Tokyo is a huge city as evidenced by their subway map. I don’t mind that it is a large city but what gets to me are the distances. Even skipping traffic on the subway it would never take me less than a half hour to go somewhere new. It’s not overwhelmingly big or anything, just seems to spread out for my liking.
The long distances mean you will be hard pressed as a tourist to see more than two areas a day without feeling completely exhausted by the end. The first photo up is stereotypical Japan with the lanterns lit and a boy wearing that blue hat that just looks so Japanese.
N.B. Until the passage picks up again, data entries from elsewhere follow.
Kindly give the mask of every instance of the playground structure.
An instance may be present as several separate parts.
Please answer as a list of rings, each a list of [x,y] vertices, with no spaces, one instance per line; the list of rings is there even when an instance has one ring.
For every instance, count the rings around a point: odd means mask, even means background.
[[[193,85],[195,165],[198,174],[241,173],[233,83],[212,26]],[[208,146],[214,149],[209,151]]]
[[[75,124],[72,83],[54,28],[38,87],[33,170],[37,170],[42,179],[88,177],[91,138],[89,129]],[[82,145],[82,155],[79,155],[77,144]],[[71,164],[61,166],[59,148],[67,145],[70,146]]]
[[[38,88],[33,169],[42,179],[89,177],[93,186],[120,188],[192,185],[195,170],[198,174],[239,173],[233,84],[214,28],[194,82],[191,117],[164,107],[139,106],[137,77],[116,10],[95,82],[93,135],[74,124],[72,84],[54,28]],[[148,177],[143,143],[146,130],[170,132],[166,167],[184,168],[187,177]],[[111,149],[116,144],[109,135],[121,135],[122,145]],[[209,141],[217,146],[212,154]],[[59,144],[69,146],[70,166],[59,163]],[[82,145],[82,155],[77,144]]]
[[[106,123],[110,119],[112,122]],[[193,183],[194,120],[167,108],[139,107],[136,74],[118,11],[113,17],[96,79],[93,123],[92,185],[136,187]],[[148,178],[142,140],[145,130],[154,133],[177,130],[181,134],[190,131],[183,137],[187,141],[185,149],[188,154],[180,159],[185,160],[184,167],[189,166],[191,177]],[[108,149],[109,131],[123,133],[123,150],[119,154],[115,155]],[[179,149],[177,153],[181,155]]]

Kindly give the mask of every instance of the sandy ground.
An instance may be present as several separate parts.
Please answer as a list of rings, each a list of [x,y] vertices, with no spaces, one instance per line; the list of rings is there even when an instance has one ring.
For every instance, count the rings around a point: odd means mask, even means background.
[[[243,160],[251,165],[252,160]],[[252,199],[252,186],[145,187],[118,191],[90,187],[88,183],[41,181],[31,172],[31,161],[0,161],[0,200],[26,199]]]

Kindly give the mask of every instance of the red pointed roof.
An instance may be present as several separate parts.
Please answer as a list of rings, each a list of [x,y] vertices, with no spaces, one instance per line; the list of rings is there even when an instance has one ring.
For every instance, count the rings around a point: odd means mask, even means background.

There was a festival/holiday of some sort being celebrated around the block.
One famous part of Tokyo is Shibuya which they say has the busiest intersection in the world. It’s an area with lots of shopping. See this boot store for instance.
I strongly dislike manga and the sort of Japanese comic books and cartoons. I have my reasons but that didn’t stop me from entering this store full of some of the dorkiest action figures, comics, and even cartoon porn.
Here is an interesting advertisement I noticed, “Grope in the Dark”. Engrish maybe? It’s creepy.
Another famous area for the dorky action figures, video games, maid cafes, and “cheap” (but not really) electronics is Electric City, Ahkibara.
Japanophiles must be so envious right now and also hate me when I tell them/you I did not end up playing one game. I had a good time watching others bobbing their heads and slamming the joysticks.
Best of all is the warning sign. I once heard of the teenager who died playing World of Warcraft for playing too long. Maybe they started taking the ill effects of videogames more seriously after that?
It never ends.
Back to reality for now. I was absolutely thrilled to see this woman in a few advertisements. I don’t know what it says. Maybe someone can translate it for me. But the concept is great. I saw a video where she is dancing with four of her clones as if she were a teenager.
Walking around Ahkibara and you will encounter the “maid’s” trying to attract customers to their cafes. I really wish I had visited one where they are supposed to do all sorts of strange things, even feed you by hand.
Another advertisement I really enjoyed. It makes me think about hiring a Japanese designer to create the advertisements for my businesses if they can conceive advertisements like these.
Now we have the obligatory “office” photo to prove I actually do work, sometimes. I liked the all wood themed cafe. It felt very old fashion.
That stereotype of Japanese being very orderly has some truth. The Japanese are ace when riding the escalator – always on the left side to allow people in a rush to use the right side.
Or when entering the subway it’s always done by lining up in an orderly fashion as shown below.
One evening I attended a Latin America short film festival with a Japanese friend. I heard the guy from the Motorcycle Diaries was supposed to attend but he didn’t show.The films were entertaining enough but they showed all of the credits at the very end. What happened was the lights were off and for over ten minutes the theater sat in silence watching boring white credits. Ten minutes!
The hostels in Tokyo filled up fast so when I couldn’t find any with room I tried a capsule hotel.
At 6 1/2 feet long by 5 feet wide, and not tall enough to stand up in, they have become an affordable option to stay. The capsules do not have doors, only screens that pull down. Every bump of the shoulder on the plastic walls, every muffled cough, echoes loudly through the rows. On the ninth floor the hotel had a men’s only spa with a big hot tub, steam room, sauna, and showers. I would relax in these and when too hot would open the door and chill on the roof overlooking the river and cityscape with a perfect breeze.
Near to this particular hotel was a historic part of the city, Asakusa, where you can find a Buddhist temple dedicated to the bodhisattva Kannon. I liked this area best for the traditional foods you could find and sweet potato ice cream.
On a side note I just really like how Japanese letters look.
Another traditional food stand.
The Budist temple area.
A Budist temple.
The area turned even more beautiful as the sun set. Imagine how nice this could look if I were a real photographer.
Just a random Samurai (?) hanging on the side of a building
Silly Japanese comedians…
Lifesize anime charactars.
On the way home to the hotel one night I ran into this old man shouting. This was sadly the best photo I could get.
The Tokyo slave business is thriving
You’ve probably heard of the famous Tokyo fish market, right? It’s the largest fish market in the world and apparently if you have no life you can visit at 3Am to see it in full action. I went in the afternoon where it was mostly dead.
…And back near the hostel was the carnival.
One evening I went out to a club in Shibuya for an amazing night. The place was packed and everyone their was so into the music. It was seriously one of the best places I have been. On the way home well into the Am we found these guys practicing their boxing. Or before the club at around 10PM guys had passed out by the train station.
Why is that man wearing a watermelon on his head? In the human-drawn carriage photo, I mean…
Locationless Living says
haha it’s a strange situation isn’t it. Yes, it’s a human pulling the carriage.